Com base nos dados do estudo de fase 2b/3, os comprimidos de liberação prolongada de nitazoxanida (600 mg) administrados duas vezes ao dia durante cinco dias estão em desenvolvimento clínico de fase 3 para o tratamento da gripe aguda não complicada. A nitazoxanida está sendo estudada como monoterapia e em combinação com oseltamivir.

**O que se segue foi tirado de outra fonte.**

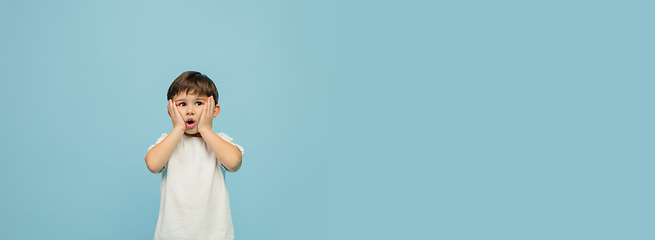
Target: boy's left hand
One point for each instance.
(207, 115)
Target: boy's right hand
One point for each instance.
(176, 117)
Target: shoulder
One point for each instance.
(225, 136)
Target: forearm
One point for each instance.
(158, 155)
(226, 153)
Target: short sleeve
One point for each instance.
(163, 135)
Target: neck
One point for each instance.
(193, 135)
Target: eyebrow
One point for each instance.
(199, 99)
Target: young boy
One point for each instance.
(193, 160)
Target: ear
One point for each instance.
(217, 110)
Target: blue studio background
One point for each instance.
(359, 119)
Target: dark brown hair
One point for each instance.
(193, 82)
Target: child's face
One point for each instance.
(190, 107)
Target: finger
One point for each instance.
(168, 107)
(210, 106)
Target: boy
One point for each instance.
(193, 160)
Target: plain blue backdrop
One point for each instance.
(359, 119)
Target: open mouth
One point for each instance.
(190, 123)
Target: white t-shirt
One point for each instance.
(194, 200)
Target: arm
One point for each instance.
(227, 154)
(158, 156)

Recomendações para pesquisas futuras

Os dados existentes que sugerem um papel potencial para a nitazoxanida no tratamento de MERS-CoV incluem:

  1. Atividade in vitro da nitazoxanida contra MERS-CoV e outros coronavírus.
  2. Inibição de citocinas pró-inflamatórias de células mononucleares do sangue periférico e inibição da produção de IL-6 em camundongos.
  3. Atividade para reduzir a duração dos sintomas da gripe em humanos.
  4. Um perfil de segurança favorável demonstrado em ensaios clínicos e no uso geral pós-comercialização.

> Pesquisas futuras devem incluir:

• Estudos in vitro do efeito da nitazoxanida nas proteínas virais para melhor elucidar o mecanismo de ação contra os coronavírus.

• Modelos animais de infecção por MERS-CoV.

• Ensaios clínicos avaliando diferentes doses de nitazoxanida.

• As terapias de combinação de nitazoxanida com outros antivirais propostos para MERS-CoV devem ser melhor estudadas in vitro e, em seguida, potencialmente em ensaios clínicos.